- Theatrical release poster
- Directed by: Jack Hannah
- Story by: Bill Berg Nick George
- Produced by: Walt Disney
- Starring: Clarence Nash Pinto Colvig
- Music by: Oliver Wallace
- Animation by: Bob Carlson Volus Jones Bill Justice George Kreisel
- Layouts by: Yale Gracey
- Backgrounds by: Thelma Whitmer
- Production company: Walt Disney Productions
- Distributed by: RKO Radio Pictures, Inc.
- Release date: December 14, 1951;
- Running time: 7 minutes
- Country: United States
- Language: English

= Bee on Guard =

1951 Donald Duck cartoon

Bee on Guard is a 1951 animated short film featuring Donald Duck. It was released by Walt Disney Productions.

== Plot ==
Donald Duck is enjoying a normal summer day by tending his garden when suddenly bees infiltrate his garden. Following the bees back to their hive, Donald realizes that they are using the flower’s nectar to create honey. Donald tries to enter the hive with the bees but is denied access by the Guard Bee, so Donald decides to raid the hive and steal the honey. Donald disguises himself as a bee and converses with the Guard Bee. The two share a cup of honey as Donald secretly siphons the honey out of the hive without the Guard Bee noticing. Donald returns home with enough honey to fill many jars leaving behind the Guard Bee asleep in front of the hive when the King Bee returns to find all their honey has been stolen. Blaming the Guard Bee for losing the honey, the King Bee banishes the Guard Bee from the hive. Soon, however, the Guard Bee realizes what happened and tracks down Donald to discover that he is not a bee, but the same duck that had tried to enter the hive earlier that day. Donald returns to the hive later that day where the Guard Bee awaits him. The two fight with their stingers and Donald’s fake stinger is stolen by the bee. The short ends with Donald being chased by the Guard Bee carrying the stinger.

== Voice cast ==
- Clarence Nash as Donald Duck
- Pinto Colvig as Guard Bee

== Production ==

=== Development ===
There is a long history of Donald Duck throughout Walt Disney Studios animation. Bee On Guard features the character Donald Duck who appears in many animated shorts throughout the 1950s and 1960s. While Donald Duck has changed in style over the years, his short-tempered mannerisms have stayed the same. A common story-line used throughout Donald Duck's animated shorts, that is incorporated into Hannah’s Bee On Guard, involves Donald going about his day, undergoing a few of life’s torments, and losing his temper, ending the film with a wild, sputtering paroxysm of rage. In an interview, the animated short director Jack Hannah stated that he consistently looked for foils for the Duck to get into, often resulting in Donald Duck battling a lot of bees. The other main character in Bee On Guard is Spike (originally named ‘Buzz Buzz’), a tiny bee tasked with guarding the hive castle. Hannah stated that supporting characters like Spike added variety to the Duck shorts because “the bee is a menace with that stinger as a weapon and is much smaller than the Duck so it would be funny having the little guy battling a big bully.” However, Bee On Guard utilizes Spike in a slightly different way as Donald Duck is the antagonist who trying to steal Spike’s honey, and Spike is instinctively protecting the hive.
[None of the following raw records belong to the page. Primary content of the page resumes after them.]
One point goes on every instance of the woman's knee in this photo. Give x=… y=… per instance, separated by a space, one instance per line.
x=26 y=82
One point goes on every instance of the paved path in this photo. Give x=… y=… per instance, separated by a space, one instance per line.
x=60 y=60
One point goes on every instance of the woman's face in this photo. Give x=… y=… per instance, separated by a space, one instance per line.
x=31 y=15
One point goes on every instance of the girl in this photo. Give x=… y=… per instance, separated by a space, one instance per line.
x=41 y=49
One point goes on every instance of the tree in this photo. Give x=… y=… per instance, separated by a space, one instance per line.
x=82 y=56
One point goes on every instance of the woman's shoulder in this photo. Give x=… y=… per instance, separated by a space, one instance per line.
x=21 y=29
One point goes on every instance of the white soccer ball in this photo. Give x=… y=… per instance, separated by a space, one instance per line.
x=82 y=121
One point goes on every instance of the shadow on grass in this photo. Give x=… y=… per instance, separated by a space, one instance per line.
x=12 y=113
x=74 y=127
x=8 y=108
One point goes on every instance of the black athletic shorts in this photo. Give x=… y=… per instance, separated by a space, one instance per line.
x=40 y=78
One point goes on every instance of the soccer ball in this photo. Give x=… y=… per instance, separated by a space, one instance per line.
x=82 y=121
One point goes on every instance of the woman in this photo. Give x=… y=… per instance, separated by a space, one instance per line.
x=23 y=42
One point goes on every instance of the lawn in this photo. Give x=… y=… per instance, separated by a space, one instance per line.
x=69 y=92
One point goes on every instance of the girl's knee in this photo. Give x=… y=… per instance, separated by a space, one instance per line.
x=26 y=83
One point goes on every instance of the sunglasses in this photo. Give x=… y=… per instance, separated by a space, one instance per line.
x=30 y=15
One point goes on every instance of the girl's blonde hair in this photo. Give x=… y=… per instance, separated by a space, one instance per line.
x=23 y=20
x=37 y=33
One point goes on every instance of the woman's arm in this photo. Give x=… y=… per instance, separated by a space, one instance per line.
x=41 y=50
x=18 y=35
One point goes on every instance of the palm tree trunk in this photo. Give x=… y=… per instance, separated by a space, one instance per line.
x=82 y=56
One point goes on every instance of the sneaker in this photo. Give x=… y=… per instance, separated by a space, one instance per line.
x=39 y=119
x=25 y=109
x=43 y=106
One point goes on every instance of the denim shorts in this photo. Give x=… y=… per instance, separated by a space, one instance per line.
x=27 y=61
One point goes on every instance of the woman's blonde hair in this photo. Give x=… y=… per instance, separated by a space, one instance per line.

=== Animation and Design ===
Bee On Guard was animated by Bob Carlson, Volus Jones, Bill Justice, George Kreisl, and Art Stevens with background artists Alan Maley and Thelma Witmer and layout artist Yale Gracey. The short was created during the “Silver Era” of Walt Disney animation, meaning that the short involved the cel animation process. Cel animation, also known as traditional animation or hand-drawn animation, is a technique where individual frames or cels are drawn by hand and then photographed or digitally scanned to create motion. Each frame typically represents a slight progression of movement, and when played in sequence at a rapid pace, creates the illusion of continuous motion. Every cel used in Bee On Guard was hand-drawn and photographed. This process was both time-consuming and expensive which is why Disney eventually converted to Xerox technology to cut down on production costs.

== Reception ==
Bee On Guard has received mixed reviews from critics, many commenting on the long string of bee films speckled throughout Donald Duck’s filmography. One blogger wrote, “While the visuals are funny, it left me flat” writing that the shifting viewpoints from the bees to Donald and back again were hard to follow and that it was hard to say who they were supposed to sympathize with in the end. Another critic wrote, “It's amusing enough, but lacks the style of the early bee pictures with "Buzz Buzz" as his main enemy. Animation is up to the usual Disney standard.” A third critic remarked, “This one stung a little.” stating that while Donald gets a fair share of mishaps, the short lacks the slapstick comedy that is popular in Disney cartoons.

== Home media ==
The short was released on November 11, 2008 on Walt Disney Treasures: The Chronological Donald, Volume Four: 1951-1961.